2Laboratory of Physico-Chemistry, Pharmacotechnique, and Biopharmacy, UMR CNRS 8612, School of Pharmacy, University of Paris-Sud, 92290 Chatenay-Malabry, France
* To whom correspondence should be addressed.
Received April 8, 1999
Preparation of microcapsules through interfacial cross-linking of soluble starch/hydroxyethyl starch and bovine serum albumin (BSA) with terephthaloyl chloride is described. The proteinase inhibitor aprotinin, either native or active site protected, was microencapsulated, being incorporated in the aqueous phase. The influence of aqueous phase pH, BSA, and terephthaloyl chloride concentrations as well as stirring rate on microcapsule morphology and size was studied.
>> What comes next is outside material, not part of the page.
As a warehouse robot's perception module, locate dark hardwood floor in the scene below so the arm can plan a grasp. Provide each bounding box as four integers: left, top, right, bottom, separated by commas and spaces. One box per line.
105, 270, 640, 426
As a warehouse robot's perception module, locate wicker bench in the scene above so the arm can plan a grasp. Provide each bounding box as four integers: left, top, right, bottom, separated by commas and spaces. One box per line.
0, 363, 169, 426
The polycondensation pH was shown to be the determining factor for tough microcapsule production with a high encapsulation yield. The size of the microcapsules ranged between 10-30 and 50-100 µm at stirring speed 1500 and 500 rpm, respectively. Fourier transform infrared spectroscopic studies were performed on microcapsules prepared under various conditions. A correlation was established between spectral changes and microcapsule morphology and size. The optimal conditions for microcapsule degradation by alpha-amylase were found. Active site-protected aprotinin was shown to fully retain its activity after microencapsulation.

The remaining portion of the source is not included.